In order to verify the effect of the transferred defect samples, we only used the transferred defect samples to train the segmentation networks and adopted the real images as the test set. The number of datasets and the test results are shown in
Table 5. It can be seen that good results were obtained on the real test set based on segmentation models trained only using transferred defect samples. The AUC (area under curve) was up to
0.971 (UNet) for phone band1 detection and
0.991 (sResNet) for phone cover glass detection.

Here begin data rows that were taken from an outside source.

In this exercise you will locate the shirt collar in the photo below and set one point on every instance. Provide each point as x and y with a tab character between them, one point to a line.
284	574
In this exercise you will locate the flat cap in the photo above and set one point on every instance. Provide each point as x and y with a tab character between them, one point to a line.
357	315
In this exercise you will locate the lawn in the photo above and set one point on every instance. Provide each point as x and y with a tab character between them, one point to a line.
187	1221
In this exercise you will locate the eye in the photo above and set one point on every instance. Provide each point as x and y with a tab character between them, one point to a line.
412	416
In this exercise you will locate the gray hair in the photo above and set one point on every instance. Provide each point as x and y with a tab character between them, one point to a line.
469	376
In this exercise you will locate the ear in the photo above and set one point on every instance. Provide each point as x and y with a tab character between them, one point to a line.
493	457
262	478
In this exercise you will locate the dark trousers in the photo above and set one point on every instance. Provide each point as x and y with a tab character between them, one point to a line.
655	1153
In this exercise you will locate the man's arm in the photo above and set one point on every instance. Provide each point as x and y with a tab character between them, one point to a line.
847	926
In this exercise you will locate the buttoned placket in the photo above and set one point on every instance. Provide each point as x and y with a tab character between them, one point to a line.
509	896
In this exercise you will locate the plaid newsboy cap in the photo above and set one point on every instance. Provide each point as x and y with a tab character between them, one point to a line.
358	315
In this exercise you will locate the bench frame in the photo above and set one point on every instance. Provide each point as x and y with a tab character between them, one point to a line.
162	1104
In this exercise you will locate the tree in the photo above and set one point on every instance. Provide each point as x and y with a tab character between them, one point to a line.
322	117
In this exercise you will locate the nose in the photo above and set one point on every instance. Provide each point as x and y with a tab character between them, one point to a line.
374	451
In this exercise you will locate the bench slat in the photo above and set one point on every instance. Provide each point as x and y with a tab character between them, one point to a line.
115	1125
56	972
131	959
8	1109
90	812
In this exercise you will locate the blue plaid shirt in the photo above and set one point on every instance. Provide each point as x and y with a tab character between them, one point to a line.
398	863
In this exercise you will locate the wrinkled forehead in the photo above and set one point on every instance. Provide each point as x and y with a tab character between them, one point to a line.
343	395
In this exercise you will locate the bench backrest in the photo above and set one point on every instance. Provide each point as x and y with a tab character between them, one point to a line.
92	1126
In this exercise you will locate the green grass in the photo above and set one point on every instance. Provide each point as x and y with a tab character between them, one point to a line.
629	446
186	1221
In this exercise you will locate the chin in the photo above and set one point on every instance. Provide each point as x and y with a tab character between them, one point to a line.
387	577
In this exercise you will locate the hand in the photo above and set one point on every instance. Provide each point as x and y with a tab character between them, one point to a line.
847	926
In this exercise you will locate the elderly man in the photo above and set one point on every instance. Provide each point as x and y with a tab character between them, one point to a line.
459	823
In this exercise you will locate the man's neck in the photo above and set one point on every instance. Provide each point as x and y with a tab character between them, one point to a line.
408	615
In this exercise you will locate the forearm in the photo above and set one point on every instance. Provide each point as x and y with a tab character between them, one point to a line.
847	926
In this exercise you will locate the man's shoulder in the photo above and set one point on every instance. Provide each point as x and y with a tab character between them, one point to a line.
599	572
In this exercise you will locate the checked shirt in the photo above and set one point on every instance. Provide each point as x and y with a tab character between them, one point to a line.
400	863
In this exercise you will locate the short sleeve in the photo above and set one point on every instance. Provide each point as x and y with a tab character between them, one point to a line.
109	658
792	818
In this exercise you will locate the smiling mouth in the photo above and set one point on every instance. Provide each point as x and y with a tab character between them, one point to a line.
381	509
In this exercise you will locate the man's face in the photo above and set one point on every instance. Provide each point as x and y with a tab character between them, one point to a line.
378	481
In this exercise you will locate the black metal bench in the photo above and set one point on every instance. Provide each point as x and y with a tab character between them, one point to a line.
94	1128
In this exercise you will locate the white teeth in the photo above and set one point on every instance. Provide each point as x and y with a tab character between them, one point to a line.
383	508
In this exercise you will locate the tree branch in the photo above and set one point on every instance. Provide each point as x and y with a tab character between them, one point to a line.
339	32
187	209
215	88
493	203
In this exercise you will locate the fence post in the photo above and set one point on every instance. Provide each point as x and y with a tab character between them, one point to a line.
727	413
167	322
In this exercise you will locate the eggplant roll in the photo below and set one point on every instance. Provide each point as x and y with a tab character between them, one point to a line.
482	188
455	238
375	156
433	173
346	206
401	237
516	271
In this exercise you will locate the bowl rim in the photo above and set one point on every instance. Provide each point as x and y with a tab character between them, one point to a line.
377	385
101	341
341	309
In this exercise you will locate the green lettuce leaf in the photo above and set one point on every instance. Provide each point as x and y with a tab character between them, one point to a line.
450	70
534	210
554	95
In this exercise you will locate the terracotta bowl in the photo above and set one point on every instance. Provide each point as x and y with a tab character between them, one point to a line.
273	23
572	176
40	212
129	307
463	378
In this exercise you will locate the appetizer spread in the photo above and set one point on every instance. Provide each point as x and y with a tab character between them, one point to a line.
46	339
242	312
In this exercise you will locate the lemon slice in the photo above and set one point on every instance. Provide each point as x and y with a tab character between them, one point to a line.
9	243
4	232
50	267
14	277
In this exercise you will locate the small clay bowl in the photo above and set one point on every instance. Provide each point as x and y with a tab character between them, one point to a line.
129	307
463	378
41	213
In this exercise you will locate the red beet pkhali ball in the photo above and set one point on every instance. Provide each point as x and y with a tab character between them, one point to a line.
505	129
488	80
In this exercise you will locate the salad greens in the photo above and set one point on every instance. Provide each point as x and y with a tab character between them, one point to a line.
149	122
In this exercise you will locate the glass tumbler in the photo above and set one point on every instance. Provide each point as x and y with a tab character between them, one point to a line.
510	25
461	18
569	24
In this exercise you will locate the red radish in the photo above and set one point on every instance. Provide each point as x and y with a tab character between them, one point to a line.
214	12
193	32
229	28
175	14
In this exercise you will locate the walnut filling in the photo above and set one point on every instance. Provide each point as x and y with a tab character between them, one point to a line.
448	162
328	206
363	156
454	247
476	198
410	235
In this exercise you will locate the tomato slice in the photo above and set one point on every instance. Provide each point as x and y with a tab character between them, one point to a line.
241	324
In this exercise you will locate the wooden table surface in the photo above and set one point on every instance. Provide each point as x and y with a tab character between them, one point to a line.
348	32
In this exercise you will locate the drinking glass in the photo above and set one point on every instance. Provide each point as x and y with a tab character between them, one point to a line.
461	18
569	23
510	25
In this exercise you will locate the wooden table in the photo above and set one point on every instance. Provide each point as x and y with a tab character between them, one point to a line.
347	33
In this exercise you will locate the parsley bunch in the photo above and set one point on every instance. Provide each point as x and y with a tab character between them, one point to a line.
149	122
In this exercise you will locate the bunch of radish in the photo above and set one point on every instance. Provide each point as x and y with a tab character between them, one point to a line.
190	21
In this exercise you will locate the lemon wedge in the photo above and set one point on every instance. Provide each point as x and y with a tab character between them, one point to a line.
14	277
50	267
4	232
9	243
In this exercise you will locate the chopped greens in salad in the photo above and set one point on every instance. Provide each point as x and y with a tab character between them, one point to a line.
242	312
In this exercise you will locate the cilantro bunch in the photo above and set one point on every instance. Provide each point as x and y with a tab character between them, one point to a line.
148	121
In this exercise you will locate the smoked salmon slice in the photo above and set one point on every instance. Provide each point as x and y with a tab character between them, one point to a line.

Based on the generated samples from MDGAN trained using another dataset, we achieved defect detection on two real industrial surface defect datasets, showing that MDGAN could achieve defect transfer between datasets with similar defects but different backgrounds. Hence, we could train MDGAN based on the existing source defect datasets and then synthesize a large number of defect samples on the new target normal backgrounds when the type of products changed. As long as the defect textures are similar, the resource consumption for recollecting and labeling datasets can be greatly reduced by MDGAN, which is highly valuable for intelligent manufacturing.
5. Conclusions
This paper proposes MDGAN, to tackle the problems of falsifying backgrounds, lack of pixel-level annotations, and less attention being given to non-uniform complex structures in the current defect synthesis methods. Guided by binary masks, MDGAN modulates the real background into the generator using BRM and employs DDM to achieve discrimination of both local and global information. Due to the background-preserving effect of BRM and the quality constraint of DDM, MDGAN solves the problem of falsifying backgrounds and enriches the diversity of datasets. Finally, defect samples with accurate pixel-level annotations on multiple datasets with complex textures were synthesized using MDGAN. In addition, the qualitative and quantitive results showed that MDGAN obtained a better quality than the commonly used CycleGAN. The segmentation results demonstrated that the synthetic samples from MDGAN greatly improved the detection performance, with an improvement of IoU up to 7.3% and F1 up to 6.2%. Furthermore, based on the excellent background retention capability of MDGAN, we successfully synthesized target defect images using MDGAN trained on a source dataset and achieved the defect detection of real target samples, based only on the synthesized samples.
There are some aspects that need to be improved in our work. Since the binary masks are directly given by the test sets, the feature and the diversity of the generated defect shapes can be limited. In follow-up work, we will explore the synthesis method of producing both defect images and annotations using networks, as a way to enrich the defect shapes.